Communications Decency Act
Section 230 of the Communications Decency Act (“CDA”) allows service providers and websites that host third-party content to avoid liability for what users post even if they are moderating posts according to their own terms of service. Essentially, this law has been interpreted to apply to blogs, listservs, forums, social media, apps, and even sites that allow user reviews like Amazon. It protects them from liability for claims based on the service provider hosting the illegal content of its users. There are exceptions under the CDA. Sites can still be liable under criminal law, intellectual property law (in case of copyright or trademark infringement), state laws, and sex trafficking laws. Notably, various proposals to amend the CDA are being debated by Congress, and parties should stay up to date on these developments.

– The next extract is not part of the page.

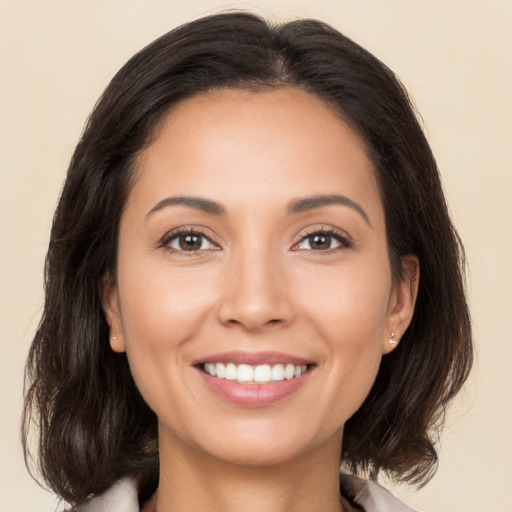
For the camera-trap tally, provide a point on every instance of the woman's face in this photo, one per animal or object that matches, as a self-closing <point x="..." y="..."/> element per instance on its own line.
<point x="254" y="295"/>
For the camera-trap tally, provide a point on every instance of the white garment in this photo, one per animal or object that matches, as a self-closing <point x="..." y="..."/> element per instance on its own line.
<point x="122" y="497"/>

Computer Fraud and Abuse Act (CFAA)
The internet also created an entirely new pathway for the theft of an individual’s private information.
The Computer Fraud and Abuse Act (CFAA) targets hackers, providing for civil and criminal liability for intentionally accessing a computer without authorization, or exceeding authorization. The law has been interpreted to apply to all internet-connected devices such as computers, cell phones, and tablets. Prohibited acts include compromising confidentiality, damaging or threatening to damage a computer or information, trafficking in passwords, and other conduct.

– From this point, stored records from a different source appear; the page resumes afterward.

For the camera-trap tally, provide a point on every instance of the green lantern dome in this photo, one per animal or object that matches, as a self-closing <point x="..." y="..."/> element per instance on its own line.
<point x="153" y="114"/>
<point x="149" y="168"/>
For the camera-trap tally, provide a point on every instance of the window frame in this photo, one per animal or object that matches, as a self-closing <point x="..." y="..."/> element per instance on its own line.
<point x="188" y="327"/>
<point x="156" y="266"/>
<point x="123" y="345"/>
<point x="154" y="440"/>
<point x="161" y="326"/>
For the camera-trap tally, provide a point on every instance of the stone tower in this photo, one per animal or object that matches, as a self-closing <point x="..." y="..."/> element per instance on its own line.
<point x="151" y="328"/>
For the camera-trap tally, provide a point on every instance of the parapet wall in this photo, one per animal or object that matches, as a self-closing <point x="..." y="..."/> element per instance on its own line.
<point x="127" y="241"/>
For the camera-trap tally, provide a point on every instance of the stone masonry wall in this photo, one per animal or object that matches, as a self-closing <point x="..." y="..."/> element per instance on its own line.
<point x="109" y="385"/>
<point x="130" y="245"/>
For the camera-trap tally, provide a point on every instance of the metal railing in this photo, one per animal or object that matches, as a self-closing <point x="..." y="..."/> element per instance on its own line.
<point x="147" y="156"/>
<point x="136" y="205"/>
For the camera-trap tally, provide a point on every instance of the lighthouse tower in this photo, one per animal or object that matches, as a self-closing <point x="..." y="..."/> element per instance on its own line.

Common civil claims under the CFAA include seeking an injunction or monetary damages from these hackers. Bad actors could also take the form of a business’s competitors or rogue employees.
Internet laws provide many protections for online activities but also can result in significant liability. Rules and best practices are constantly changing. As a result, it is important to discuss these issues with experienced counsel to mitigate legal risks or to enforce rights against violators.